Pris dans la tourmente au niveau national, Donald Trump est engagé dans une course contre la montre pour la présidentielle de 2.020 et le coronavirus se révèle un adversaire aussi redoutable qu’inattendu. Comme l’explique Philippe Moreau-Defarges, «on voit bien que Trump essaye de détourner l’orage qui frappe actuellement les États-Unis vers un autre coupable que lui.»
«Si l’OMS avait fait son travail et envoyé des experts médicaux en Chine pour étudier objectivement la situation sur le terrain, l’épidémie aurait pu être contenue à sa source avec très peu de morts», a affirmé le Président américain lors d’un point presse.

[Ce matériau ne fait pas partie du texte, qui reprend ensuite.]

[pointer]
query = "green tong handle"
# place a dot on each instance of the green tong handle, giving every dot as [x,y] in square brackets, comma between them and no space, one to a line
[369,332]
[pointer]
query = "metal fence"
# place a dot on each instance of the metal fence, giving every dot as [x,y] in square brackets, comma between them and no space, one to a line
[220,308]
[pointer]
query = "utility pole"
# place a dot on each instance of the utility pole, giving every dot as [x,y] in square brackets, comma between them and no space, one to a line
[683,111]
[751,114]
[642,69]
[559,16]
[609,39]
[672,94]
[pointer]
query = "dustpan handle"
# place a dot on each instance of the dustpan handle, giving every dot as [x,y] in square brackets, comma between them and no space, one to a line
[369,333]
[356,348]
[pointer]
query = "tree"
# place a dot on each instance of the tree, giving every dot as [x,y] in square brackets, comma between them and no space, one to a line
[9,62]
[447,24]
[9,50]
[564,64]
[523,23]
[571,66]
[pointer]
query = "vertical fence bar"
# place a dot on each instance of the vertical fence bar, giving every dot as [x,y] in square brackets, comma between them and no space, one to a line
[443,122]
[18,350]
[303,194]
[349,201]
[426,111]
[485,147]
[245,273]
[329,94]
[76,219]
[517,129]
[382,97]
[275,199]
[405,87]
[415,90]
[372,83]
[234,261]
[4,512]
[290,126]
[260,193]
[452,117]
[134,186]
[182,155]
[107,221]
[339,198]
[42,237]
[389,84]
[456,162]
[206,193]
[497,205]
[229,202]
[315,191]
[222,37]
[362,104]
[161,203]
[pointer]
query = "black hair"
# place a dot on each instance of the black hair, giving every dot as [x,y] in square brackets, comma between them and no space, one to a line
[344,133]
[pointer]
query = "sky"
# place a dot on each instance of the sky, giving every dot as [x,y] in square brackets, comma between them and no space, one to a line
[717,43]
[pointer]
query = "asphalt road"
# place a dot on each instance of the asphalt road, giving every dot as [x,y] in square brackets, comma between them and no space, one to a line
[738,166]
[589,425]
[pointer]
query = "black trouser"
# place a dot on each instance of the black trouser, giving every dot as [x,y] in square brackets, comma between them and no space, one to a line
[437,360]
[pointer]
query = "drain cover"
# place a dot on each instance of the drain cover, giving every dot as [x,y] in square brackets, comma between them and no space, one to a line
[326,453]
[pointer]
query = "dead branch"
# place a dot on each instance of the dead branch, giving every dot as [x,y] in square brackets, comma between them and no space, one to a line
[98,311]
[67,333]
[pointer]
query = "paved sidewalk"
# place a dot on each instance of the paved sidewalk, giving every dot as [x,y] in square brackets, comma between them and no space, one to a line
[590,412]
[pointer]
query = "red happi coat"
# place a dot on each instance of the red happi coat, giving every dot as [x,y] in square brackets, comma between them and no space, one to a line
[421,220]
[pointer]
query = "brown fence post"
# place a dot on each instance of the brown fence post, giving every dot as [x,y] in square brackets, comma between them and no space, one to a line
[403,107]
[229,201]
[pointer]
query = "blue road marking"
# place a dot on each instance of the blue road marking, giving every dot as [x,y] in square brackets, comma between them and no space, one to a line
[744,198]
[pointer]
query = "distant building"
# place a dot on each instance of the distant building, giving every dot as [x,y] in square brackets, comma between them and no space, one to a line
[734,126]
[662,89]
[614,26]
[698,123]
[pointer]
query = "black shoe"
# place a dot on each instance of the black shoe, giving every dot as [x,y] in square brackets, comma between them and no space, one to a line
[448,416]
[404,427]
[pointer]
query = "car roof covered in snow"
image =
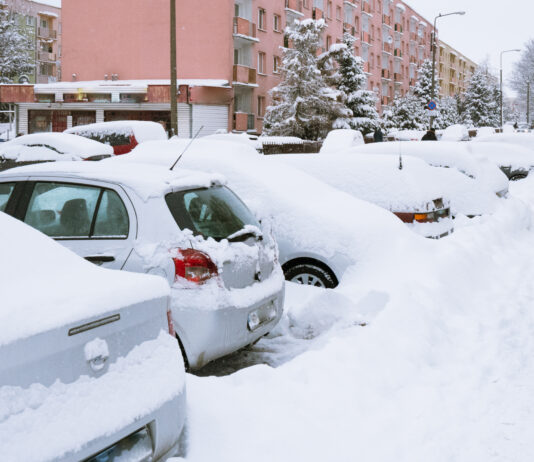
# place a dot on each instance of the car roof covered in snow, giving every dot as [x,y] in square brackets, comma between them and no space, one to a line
[146,180]
[48,286]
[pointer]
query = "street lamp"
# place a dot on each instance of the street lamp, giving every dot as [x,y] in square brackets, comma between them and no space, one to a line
[434,55]
[502,52]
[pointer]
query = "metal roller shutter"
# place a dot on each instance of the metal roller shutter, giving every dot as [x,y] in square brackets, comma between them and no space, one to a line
[212,117]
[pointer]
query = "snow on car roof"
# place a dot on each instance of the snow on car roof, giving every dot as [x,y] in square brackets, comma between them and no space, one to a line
[67,144]
[376,179]
[46,286]
[442,154]
[142,130]
[146,180]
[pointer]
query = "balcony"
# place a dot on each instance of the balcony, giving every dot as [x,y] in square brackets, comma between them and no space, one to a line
[317,13]
[294,5]
[244,75]
[243,28]
[45,32]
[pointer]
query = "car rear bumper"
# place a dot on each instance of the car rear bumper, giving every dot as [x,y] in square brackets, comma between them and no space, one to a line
[71,422]
[211,332]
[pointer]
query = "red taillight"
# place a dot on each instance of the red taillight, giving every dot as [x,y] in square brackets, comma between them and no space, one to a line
[170,323]
[193,265]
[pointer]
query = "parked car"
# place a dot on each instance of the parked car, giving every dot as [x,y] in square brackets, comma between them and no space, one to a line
[122,135]
[321,231]
[341,139]
[475,184]
[514,160]
[227,285]
[41,147]
[89,370]
[413,193]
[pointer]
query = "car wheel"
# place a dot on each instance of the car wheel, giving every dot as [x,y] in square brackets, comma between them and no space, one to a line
[312,275]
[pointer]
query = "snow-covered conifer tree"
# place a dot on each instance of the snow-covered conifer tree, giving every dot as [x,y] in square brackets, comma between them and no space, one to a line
[15,57]
[481,100]
[348,77]
[303,104]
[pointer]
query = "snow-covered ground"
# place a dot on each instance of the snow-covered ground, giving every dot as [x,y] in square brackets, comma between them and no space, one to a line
[436,365]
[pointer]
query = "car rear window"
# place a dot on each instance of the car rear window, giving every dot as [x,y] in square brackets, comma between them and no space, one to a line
[210,212]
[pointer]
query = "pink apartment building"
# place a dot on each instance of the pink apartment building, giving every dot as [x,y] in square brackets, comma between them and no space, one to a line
[115,58]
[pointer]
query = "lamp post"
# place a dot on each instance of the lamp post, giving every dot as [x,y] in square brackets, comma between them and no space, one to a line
[432,91]
[174,83]
[501,98]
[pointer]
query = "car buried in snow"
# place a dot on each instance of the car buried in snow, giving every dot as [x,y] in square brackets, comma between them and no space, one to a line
[319,229]
[88,370]
[188,227]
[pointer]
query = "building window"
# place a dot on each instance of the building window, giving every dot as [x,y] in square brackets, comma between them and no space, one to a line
[261,106]
[276,23]
[261,19]
[276,65]
[261,62]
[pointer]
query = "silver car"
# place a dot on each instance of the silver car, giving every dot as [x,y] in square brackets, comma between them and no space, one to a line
[88,370]
[227,283]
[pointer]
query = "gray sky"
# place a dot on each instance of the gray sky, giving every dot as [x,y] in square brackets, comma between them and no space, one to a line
[487,28]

Une décision qui reste pour le moins surprenante, compte tenu du contexte de crise sanitaire actuel. En effet, partout dans le monde, des milliers de personnes meurent tous les jours du Covid-19 et couper les vivres à l’organisation internationale considérée comme la plus apte à lutter contre l’épidémie échappe à la logique de beaucoup d’acteurs et d’observateurs.
Pourtant, cette politique est toutefois fidèle au slogan «America first» (l’Amérique d’abord) de Donald Trump, qui ne manque jamais une occasion de critiquer les différentes instances internationales et en particulier celles rattachées à l’Onu.
«Le rapport entre Donald Trump et le système onusien a toujours été mauvais. L’Onu est un enfant des États-Unis, mais c’est un enfant rebelle, difficile, et à une époque, l’administration de Donald Trump a même envisagé le retrait des États-Unis de l’Onu», rappelle l’expert.
Une hostilité qui n’est pas sans risque, car bien qu’il «y a quand même chez Donald Trump une forme de prudence masquée» du fait qu’il n’est pas arrêté, mais suspendu les paiements, le message est passé. Héritées de la Seconde Guerre mondiale, ces institutions internationales, que les États-Unis financent plus que les autres pays, sont souvent perçues comme des instruments du Soft Power américain.
La Chine en embuscade pour combler le vide?
En s’éloignant d’institutions comme l’OMS, ou l’Unesco, que Donald Trump a quitté, ce dernier ouvre la porte à de nouvelles puissances, qui pourraient prendre ce rôle. En premier lieu, la Chine, qui déploie d’importants efforts pour apporter son assistance au monde durant cette crise.
«La nature a horreur du vide et Trump ouvre la porte au Soft Power chinois en attaquant l’OMS. La Chine va se présenter comme la grande protectrice de l’OMS. Néanmoins, nous sommes dans un monde “mondialisé”, avec des courants d’opinions très forts. Si l’OMS apparaît trop comme un outil de la Chine, il y aura un choc en retour et l’OMS sera terriblement décrédibilisée. Le jeu va être très compliqué, mais je ne pense pas qu’à terme la Chine puisse prendre le rôle des États-Unis à l’OMS», temporise Philippe Moreau-Defarges.
D’autant que si l’opinion internationale condamne quasiment unanimement cette décision, cette même opinion reconnaît des dysfonctionnements dans la gestion de la pandémie par l’OMS: «Ces critiques sont en partie pertinentes. Comme souvent avec Trump, ces critiques ont toujours un fond de vrai. Une mission de l’OMS en Chine a été un raté et peut être dénoncée comme une mission manipulée par la Chine», souligne l’expert.
«Néanmoins, les États-Unis ont eux-mêmes leur part de responsabilité: l’OMS a un système de tests qu’elle a mis à disposition de tous les États, mais les États-Unis ont refusé et ont préféré utiliser leur propre système de tests, ce qui a pris du temps et entraîné pas mal de cafouillages», poursuit l’ancien diplomate.
La contribution de 400 millions de dollars par an des États-Unis, de loin la plus importante, ne devrait toutefois pas paralyser l’organisation à court et moyen terme. Comme l’explique Philippe Moreau-Defarges,
«L’OMS peut fonctionner sans le financement américain. Tout d’abord, ces organisations sont habituées à ces retards de paiements par les États. Aussi, beaucoup d’organisations de ce type, comme l’Unesco par exemple, savent d’ailleurs l’hostilité que leur porte Donald Trump et s’y sont préparées. Il y a également une émergence de donateurs privés, notamment celle de la fondation Gates, donc non, la survie de l’OMS n’est absolument pas menacée.»